We've recently been seeing some weird behavior from our cluster.
Things will work well for a day or two, and then Hive server and several region servers will go offline.
When I dig into the logs, they all reference zookeeper:
2019-05-24 20:12:15,108 ERROR nodes.PersistentEphemeralNode (PersistentEphemeralNode.java:deleteNode(323)) - Deleting node: /hiveserver2/serverUri=<servername>:10010;version=1.2.1000.2.6.1.0-129;sequence=0000000187 org.apache.zookeeper.KeeperException$SessionExpiredException: KeeperErrorCode = Session expired for /hiveserver2/serverUri=<servername>:10010;version=1.2.1000.2.6.1.0-129;sequence=0000000187 at org.apache.zookeeper.KeeperException.create(KeeperException.java:127) at org.apache.zookeeper.KeeperException.create(KeeperException.java:51) at org.apache.zookeeper.ZooKeeper.delete(ZooKeeper.java:873) at org.apache.curator.framework.imps.DeleteBuilderImpl$5.call(DeleteBuilderImpl.java:239) at org.apache.curator.framework.imps.DeleteBuilderImpl$5.call(DeleteBuilderImpl.java:234) at org.apache.curator.RetryLoop.callWithRetry(RetryLoop.java:107) at org.apache.curator.framework.imps.DeleteBuilderImpl.pathInForeground(DeleteBuilderImpl.java:230) at org.apache.curator.framework.imps.DeleteBuilderImpl.forPath(DeleteBuilderImpl.java:215) at org.apache.curator.framework.imps.DeleteBuilderImpl.forPath(DeleteBuilderImpl.java:42) at org.apache.curator.framework.recipes.nodes.PersistentEphemeralNode.deleteNode(PersistentEphemeralNode.java:315) at org.apache.curator.framework.recipes.nodes.PersistentEphemeralNode.close(PersistentEphemeralNode.java:274) at org.apache.hive.service.server.HiveServer2$DeRegisterWatcher.process(HiveServer2.java:334) at org.apache.curator.framework.imps.NamespaceWatcher.process(NamespaceWatcher.java:61) at org.apache.zookeeper.ClientCnxn$EventThread.processEvent(ClientCnxn.java:534) at org.apache.zookeeper.ClientCnxn$EventThread.run(ClientCnxn.java:510) 2019-05-24 20:12:15,110 ERROR server.HiveServer2 (HiveServer2.java:process(338)) - Failed to close the persistent ephemeral znode
However, when I look in the zookeeper logs, I don't see anything.
If I re-start the failed services, they will run for several hours, and then the process repeats.

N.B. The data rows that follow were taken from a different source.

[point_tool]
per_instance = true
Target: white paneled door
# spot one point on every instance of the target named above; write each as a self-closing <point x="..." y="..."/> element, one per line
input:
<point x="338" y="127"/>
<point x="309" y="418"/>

We haven't changed any settings on the cluster, BUT, 2 things have changed recently:
1 - A couple weeks ago, some IT guys made a mistake and accidentally changed the /etc/hosts files
We fixed this, and re-started everything on the cluster.
2 - Those changes in (1) were part of some major network changes and we seem to have a lot more latency.
With all of that said, I really need some help figuring this out.
Could it be stale HBase wal files somewhere? Could that cause Hive server to fail?
Is there a zookeeper timeout setting I can change to help?
Any tips would be much appreciated.
Once the hostname has been changed apart from updating the ambari related see HWX changing host names please strictly follow the document.
You will need to check the below properties updating the ambari.properties
server.jdbc.hostname= server.jdbc.rca.url= server.jdbc.url=
For hive, oozie and ranger related you will need to update these if the host where the databases for these components was also changed.
As root user connect to your Ambari database backend and execute
grant all privileges on hive.* to 'hive'@'new_host' identified by 'hive_password'; grant all privileges on hive.* to 'hive'@'new_host' with grant option;
Run the above for all affected service mentioned above.
You could be having an hbase to hive schema mapping issue! Please revert
Thanks @Geoffrey Shelton Okot
Just to clarify, we corrected all the hosts files and re-started all the services.
I have a hunch that there are is some hbase data somewhere that is now corrupt because it is associated with the incorrect fqdn.
But I wouldn't expect hive to have any relationship to hbase.
Does zookeeper use hbase for record keeping?
It took me a while to look in /var/log/messages, but I found a ton of ntpd errors.
It turns out that our nodes were having issues getting out to the servers they were configured to use for sync.
I switched all the configurations to use a local premise server and restarted everything.
I'm hoping that will be the full solution to our issue.